With hisses, pops and crackles, frequency interference is the paper cut of the telecommunications spectrum--painful and annoying.
But as the Federal Communications Commission continues skipping down the deregulatory path, more and more telecommunications services are competing for niches in a dwindling spectrum. Cordless phones, citizen band radios, personal computers and cable TV are all part of a frequency mix that occasionally gets mixed up. The resulting snow and static increasingly is becoming an FCC concern.
"There are more and more things susceptible to an interference problem," says Joe Casey, chief of the FCC's Inspections and Investigations Branch. "When there are interference problems, we'll go out and investigate.
"We get between 60,000 and 80,000 interference complaints a year to our field offices and that's held steady over time. That's partly because the public is getting used to non-perfect reception. Interference is a fact of life."
It can also be manifested in mysterious ways. "When thermostats get dirty," Casey explained, "they can start to spark and that can cause interference with TV and radio reception. Sometimes when we get interference complaints we advise people to vacuum the dust out of their thermostat.
"We've also had cases of fish tank motors disrupting reception and jamming the conversations on cordless phones."
Working with the FCC regional offices, Casey's group reports that CB radio generates the lion's share of spectrum fuzz. CBs have been blamed for such things as lighting up touch-sensitive lamps, setting off smoke detectors and breaking into a synagogue's public-address system during a Bar Mitzvah service.
NASA currently has a satellite in space that is geared to track "crash beacon" emissions from wayward aircraft. The program is administered internationally and the FCC is responsible for much of the U.S. portion.
The FCC's laboratories in Laurel are responsible for sampling and testing new electronics products that might be "dirty" and poison the frequency spectrum with interference.
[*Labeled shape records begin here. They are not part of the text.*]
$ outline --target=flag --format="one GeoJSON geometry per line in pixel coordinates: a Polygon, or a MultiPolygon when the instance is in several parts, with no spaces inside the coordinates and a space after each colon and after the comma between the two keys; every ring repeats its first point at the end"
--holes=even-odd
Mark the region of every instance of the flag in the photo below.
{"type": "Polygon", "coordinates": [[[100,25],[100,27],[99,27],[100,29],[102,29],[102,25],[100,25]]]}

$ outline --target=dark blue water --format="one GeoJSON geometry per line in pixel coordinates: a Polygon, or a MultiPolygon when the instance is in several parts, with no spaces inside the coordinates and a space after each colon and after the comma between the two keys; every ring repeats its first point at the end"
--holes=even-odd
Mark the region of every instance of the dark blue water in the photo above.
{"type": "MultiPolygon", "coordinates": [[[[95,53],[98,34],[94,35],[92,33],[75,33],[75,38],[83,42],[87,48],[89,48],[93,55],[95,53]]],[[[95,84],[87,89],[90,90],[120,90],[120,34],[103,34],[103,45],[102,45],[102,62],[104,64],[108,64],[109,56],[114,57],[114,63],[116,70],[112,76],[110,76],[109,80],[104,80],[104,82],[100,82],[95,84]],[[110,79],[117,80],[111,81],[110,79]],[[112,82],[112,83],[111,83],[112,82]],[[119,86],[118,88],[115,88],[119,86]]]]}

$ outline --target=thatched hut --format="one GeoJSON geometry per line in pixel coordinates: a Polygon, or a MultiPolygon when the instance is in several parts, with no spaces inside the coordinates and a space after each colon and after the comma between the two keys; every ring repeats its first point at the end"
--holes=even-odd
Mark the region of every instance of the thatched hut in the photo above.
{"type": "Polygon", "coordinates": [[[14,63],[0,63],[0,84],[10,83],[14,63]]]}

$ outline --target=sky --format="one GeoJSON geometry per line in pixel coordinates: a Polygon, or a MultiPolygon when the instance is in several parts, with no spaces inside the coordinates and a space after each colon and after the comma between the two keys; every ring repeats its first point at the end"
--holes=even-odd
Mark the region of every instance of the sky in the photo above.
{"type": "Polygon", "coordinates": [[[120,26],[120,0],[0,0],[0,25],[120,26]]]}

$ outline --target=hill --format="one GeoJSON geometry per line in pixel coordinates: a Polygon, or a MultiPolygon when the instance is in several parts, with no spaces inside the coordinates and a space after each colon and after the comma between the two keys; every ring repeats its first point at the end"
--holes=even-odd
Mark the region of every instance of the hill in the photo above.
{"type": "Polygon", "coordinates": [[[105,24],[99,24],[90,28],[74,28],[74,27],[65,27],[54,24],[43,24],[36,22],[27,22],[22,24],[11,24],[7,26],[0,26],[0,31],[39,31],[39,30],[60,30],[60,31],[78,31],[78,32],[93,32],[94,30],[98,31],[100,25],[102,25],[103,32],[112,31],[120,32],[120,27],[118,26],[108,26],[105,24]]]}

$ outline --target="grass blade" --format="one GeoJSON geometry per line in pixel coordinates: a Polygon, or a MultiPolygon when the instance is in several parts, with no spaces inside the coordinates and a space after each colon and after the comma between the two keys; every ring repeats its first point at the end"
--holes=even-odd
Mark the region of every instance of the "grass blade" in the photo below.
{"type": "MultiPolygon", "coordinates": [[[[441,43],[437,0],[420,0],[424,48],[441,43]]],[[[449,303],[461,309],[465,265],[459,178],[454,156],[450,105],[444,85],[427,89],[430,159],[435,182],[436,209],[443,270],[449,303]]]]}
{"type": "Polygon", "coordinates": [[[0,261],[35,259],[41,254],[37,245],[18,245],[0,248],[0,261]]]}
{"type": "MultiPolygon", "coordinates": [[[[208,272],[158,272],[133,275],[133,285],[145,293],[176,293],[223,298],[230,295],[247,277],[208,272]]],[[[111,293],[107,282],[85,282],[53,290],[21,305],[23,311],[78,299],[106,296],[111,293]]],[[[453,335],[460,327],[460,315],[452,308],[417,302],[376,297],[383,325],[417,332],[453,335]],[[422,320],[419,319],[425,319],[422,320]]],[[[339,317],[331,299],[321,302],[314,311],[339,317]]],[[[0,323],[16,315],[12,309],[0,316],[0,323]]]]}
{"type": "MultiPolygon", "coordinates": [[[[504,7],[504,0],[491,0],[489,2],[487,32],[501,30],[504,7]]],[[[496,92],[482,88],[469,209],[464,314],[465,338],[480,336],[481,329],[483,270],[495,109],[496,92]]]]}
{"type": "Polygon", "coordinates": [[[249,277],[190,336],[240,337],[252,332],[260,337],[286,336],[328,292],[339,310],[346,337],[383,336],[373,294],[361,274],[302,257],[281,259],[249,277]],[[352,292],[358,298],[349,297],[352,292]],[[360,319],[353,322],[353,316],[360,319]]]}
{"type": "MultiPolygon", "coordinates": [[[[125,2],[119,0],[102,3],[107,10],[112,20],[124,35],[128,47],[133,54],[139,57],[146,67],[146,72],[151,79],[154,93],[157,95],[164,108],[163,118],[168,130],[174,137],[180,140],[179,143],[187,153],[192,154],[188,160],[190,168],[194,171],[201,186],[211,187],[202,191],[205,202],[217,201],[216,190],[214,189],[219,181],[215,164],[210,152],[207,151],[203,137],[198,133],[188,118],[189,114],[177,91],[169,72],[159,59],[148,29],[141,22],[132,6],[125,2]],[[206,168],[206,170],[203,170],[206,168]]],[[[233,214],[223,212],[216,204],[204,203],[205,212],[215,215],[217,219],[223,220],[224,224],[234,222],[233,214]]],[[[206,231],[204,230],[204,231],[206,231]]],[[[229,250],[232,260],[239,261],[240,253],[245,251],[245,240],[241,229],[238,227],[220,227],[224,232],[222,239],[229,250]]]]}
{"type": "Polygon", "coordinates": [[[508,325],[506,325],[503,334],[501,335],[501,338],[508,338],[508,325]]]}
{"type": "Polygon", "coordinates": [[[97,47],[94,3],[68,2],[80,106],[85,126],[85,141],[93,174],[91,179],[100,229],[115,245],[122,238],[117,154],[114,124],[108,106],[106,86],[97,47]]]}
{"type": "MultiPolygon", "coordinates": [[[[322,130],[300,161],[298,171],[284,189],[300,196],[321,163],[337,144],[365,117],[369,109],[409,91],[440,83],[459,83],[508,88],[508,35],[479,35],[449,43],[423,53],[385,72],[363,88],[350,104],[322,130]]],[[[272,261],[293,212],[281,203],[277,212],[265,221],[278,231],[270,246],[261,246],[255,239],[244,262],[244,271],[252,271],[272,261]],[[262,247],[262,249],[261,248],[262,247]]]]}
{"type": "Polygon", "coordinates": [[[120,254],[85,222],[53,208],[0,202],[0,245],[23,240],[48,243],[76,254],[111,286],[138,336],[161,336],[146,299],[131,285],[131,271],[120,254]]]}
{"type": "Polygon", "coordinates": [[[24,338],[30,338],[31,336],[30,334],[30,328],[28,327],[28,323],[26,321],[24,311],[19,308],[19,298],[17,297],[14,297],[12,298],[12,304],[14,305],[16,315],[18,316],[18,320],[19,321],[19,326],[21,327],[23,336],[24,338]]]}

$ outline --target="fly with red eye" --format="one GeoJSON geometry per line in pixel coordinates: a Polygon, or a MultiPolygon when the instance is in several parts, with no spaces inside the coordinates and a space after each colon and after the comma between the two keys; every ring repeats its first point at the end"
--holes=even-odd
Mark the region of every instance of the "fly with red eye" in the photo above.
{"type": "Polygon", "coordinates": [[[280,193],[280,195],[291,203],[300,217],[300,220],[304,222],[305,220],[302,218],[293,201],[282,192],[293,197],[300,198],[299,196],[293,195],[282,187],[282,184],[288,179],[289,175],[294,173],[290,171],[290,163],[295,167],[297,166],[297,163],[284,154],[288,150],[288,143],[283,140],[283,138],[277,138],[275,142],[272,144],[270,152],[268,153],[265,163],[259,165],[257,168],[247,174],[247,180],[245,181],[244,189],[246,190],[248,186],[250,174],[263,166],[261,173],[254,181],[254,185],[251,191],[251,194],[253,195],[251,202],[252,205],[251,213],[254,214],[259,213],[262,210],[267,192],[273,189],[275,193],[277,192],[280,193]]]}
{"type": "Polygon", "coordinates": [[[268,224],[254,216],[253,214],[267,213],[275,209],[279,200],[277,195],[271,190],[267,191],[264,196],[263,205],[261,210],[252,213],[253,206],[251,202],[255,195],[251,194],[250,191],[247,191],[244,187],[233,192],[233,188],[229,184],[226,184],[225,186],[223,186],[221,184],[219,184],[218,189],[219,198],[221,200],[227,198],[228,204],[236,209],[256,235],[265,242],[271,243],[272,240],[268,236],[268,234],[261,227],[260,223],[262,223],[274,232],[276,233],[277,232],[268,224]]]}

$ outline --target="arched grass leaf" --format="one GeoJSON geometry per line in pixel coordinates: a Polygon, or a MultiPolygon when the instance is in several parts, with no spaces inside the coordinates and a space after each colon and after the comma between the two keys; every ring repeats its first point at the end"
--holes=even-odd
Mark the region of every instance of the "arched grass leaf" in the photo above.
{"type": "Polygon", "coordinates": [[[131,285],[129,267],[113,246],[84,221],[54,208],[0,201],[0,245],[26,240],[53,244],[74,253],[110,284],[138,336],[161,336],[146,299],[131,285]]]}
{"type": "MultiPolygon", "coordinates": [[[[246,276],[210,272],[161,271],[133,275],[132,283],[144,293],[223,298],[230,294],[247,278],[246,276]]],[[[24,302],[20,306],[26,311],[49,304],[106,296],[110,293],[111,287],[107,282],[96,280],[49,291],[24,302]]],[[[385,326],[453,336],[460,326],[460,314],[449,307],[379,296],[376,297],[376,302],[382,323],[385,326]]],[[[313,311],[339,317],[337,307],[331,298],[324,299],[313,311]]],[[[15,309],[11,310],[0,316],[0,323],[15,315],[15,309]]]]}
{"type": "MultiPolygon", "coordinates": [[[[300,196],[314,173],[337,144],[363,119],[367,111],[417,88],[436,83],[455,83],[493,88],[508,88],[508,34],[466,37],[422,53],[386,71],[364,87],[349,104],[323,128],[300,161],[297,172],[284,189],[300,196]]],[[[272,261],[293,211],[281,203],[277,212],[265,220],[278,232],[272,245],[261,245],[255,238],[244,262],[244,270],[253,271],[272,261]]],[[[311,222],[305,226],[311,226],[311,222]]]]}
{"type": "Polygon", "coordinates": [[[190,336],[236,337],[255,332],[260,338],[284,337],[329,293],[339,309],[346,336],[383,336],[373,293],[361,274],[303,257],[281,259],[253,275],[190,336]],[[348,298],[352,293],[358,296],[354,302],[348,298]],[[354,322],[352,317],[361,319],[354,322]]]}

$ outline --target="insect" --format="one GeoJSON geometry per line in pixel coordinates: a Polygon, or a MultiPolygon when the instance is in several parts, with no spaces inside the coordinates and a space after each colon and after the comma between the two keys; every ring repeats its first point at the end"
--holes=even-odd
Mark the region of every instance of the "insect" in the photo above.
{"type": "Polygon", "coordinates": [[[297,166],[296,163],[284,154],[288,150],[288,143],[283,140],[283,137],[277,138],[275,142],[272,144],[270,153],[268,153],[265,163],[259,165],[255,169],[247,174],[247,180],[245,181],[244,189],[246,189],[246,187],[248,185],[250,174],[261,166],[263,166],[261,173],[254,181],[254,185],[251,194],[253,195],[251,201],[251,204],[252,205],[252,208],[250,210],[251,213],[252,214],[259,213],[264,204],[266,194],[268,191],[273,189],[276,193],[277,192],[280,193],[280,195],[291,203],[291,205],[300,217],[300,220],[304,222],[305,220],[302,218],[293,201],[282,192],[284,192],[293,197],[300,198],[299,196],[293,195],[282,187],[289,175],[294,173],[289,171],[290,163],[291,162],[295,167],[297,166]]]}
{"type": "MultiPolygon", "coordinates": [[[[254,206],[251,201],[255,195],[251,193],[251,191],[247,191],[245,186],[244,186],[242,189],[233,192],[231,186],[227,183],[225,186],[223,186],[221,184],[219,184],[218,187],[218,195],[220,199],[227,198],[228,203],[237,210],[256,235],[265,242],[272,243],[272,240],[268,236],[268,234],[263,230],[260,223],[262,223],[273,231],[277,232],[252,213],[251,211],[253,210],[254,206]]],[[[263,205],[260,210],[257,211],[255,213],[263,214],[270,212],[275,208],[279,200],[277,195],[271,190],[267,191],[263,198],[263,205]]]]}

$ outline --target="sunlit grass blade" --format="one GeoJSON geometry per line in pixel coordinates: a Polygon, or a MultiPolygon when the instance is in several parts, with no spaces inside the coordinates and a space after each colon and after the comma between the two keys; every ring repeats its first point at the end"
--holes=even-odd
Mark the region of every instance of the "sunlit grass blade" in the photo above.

An administrative and engineering staff of 14 people checks out the latest in personal computers, television sets, CB radios and cordless phones to see whether they fall within acceptable noise levels.
Will A. McGibbon of the laboratory staff says members test "300 to 350 devices a year." However, he makes the crucial point that the FCC tests only how much interference a device may cause, not how susceptible a device may be to interference. That, he says, may prove to be the most important factor as telecommunications deregulation continues. "The more devices you have out there that have the capability of interfering," says McGibbon, "the more likely it is that there will be interference."
However, both he and Casey say that the way the FCC put stringent requirements on personal computers helped prevent a Babel of interference. "Even though computers have exploded on the marketplace," says Casey, "there hasn't been that much interference."
So, despite the fact that this commission is philosophically committed to structural deregulation of the telecommunications market, observers both inside and outside the agency emphasize that it isn't about to interfere with the technical standards that keep the spectrum from collapsing into chaos.